16. Os alimentos - obrigação jurídico-legal - não se confundem com a caridade, como não se confunde a solidariedade familiar,legal, com a solidariedade humana:
“Assistir o próximo na necessidade é um dever vulgar, a caridade é uma simples virtude, inserida no dever moral. Como observa Beudant, esse dever não é, em princípio, senão um dever de consciência existe, porem, um minimum, que é convertido por lei em dever civil, por cuja execução o direito vela, e sito representa precisamente a obrigação alimentar tem esta seu fundamento na necessidade de proteção do adulto em razão de circunstâncias excepcionais, que transformam o dever moral de assistência em obrigação jurídica de alimentos”. [8]
17. Daí porque, fora do âmbito familiar, não pode o legislador impor a ninguém o dever de prestar alimentos, como também não pode impor, ainda que “por nobres razões humanitárias”, que o cônjuge ofendido preste alimentos rectius: caridade, ao cônjuge ofensor, o que caracteriza, como se diz vulgarmente, fazer cortesia com o chapéu alheio , uma injustiça que se agrava ainda mais quando lembramos que o “alheio” passa a se sujeitar à prisão, diante do disposto no art. 733 e §§ do diploma de regência, por eventual inadimplência de uma “obrigação alimentar” de duvidosa legalidade.
18. Diante do que vimos, o § 2º do art. 1.694 e o parágrafo único do art. 1.704, portanto, encerram uma manifesta incongruência no cotejo com o sistema dos Alimentos, porquanto: a) criam a condenação do inocente b) permitem ao cônjuge culpado exigir alimentos como resultado do casamento que ele destruiu c) contrariam frontalmente os princípios fundamentais de Direito: Iuris praecepta sunt haec: honeste vivere alterum non laedere, suum cuique tribuere (Ulpiano - D. 1.1.10) - viver honestamente, não prejudicar ninguém, dar a cada um o que é seu.
19. Em suma, contém as normas em comento uma antinomia intolerável, apresentando textos inconciliáveis com todo o sistema jurídico-legal dos alimentos, especialmente com o disposto nos arts. 1.702, 1.704, caput, 1.708, parágrafo único, e 1.814, incisos I e II, todos do Código Civil, e o art. 19 da Lei do Divórcio, o que impõe a sua inaplicabilidade pelos operadores do Direito, e do que certamente se encarregará a jurisprudência dos nossos tribunais.

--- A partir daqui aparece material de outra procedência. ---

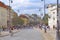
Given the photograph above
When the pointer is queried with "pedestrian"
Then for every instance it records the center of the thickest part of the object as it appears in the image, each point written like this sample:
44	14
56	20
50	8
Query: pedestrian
48	27
11	31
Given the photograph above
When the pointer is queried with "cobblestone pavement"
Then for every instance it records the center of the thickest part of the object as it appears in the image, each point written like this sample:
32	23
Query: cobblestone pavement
25	34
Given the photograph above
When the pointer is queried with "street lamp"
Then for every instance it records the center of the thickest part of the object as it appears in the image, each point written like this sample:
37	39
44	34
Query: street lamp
57	16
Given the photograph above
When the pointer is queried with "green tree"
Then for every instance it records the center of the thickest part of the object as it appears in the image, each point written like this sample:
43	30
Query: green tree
17	20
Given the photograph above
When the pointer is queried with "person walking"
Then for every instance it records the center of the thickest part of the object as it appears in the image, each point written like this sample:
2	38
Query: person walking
45	29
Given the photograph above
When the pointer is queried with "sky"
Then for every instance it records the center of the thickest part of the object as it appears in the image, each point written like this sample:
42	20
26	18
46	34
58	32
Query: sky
28	6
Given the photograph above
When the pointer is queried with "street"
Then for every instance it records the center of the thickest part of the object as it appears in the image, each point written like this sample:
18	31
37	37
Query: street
25	34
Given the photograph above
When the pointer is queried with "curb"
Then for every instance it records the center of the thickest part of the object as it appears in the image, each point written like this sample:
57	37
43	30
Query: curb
9	34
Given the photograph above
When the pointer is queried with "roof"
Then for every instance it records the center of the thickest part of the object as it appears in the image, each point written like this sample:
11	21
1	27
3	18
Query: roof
3	5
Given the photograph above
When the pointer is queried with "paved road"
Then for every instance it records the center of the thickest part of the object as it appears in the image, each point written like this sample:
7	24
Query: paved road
25	34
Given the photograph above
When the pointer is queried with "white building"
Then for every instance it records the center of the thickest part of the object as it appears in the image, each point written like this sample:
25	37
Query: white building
4	14
52	12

[1] “Podemos definir antinomia jurídica como a oposição que ocorre entre duas ou mais normas (total ou parcialmente contraditórias), emanadas de autoridades competentes num mesmo âmbito normativo, as quais colocam o destinatário numa posição insustentável devido à ausência ou inconsistência de critérios aptos a permitir-lhe uma saída nos quadros de um ordenamento dado.” Tércio Sampaio Ferraz Jr. in Enciclopédia Saraiva do Direito, v. 7, p. 14.
2 Art. 19 da Lei do Divórcio: “O cônjuge responsável pela separação judicial prestará ao outro, se dela necessitar, a pensão que o juiz fixar”.
[3] Enunciado 264 do CEJ: “Na interpretação do que seja comportamento indigno do credor, apto a fazer cessar o direito a alimentos, aplica-se, por analogia, as hipóteses dos incs. I e II do art. 1.814 do Código Civil.” - in Código Civil e legislação civil em vigor, de Theotonio Negrão, 24a. ed., nota 3 ao art. 1.708.
[4] Art. 1.814. São excluídos da sucessão os herdeiros ou legatários:
I - que houverem sido autores, co-autores ou partícipes de homicídio doloso, ou tentativa deste, contra a pessoa de cuja sucessão se tratar, seu cônjuge, companheiro, ascendente ou descendente.
[5] Carlos Maximiliano, Hermenêutica e Aplicação do Direito, editora Forense, 9a. ed., pgs. 134-136.
[6] Cahali, Dos Alimentos, Saraiva, 4a. ed., pgs. 497 e 508.
[7] Instituições de Direito Civil, Forense, vol. V, 1.981, p. 343.
[8] Cahali, Dos Alimentos, op. cit. p. 30.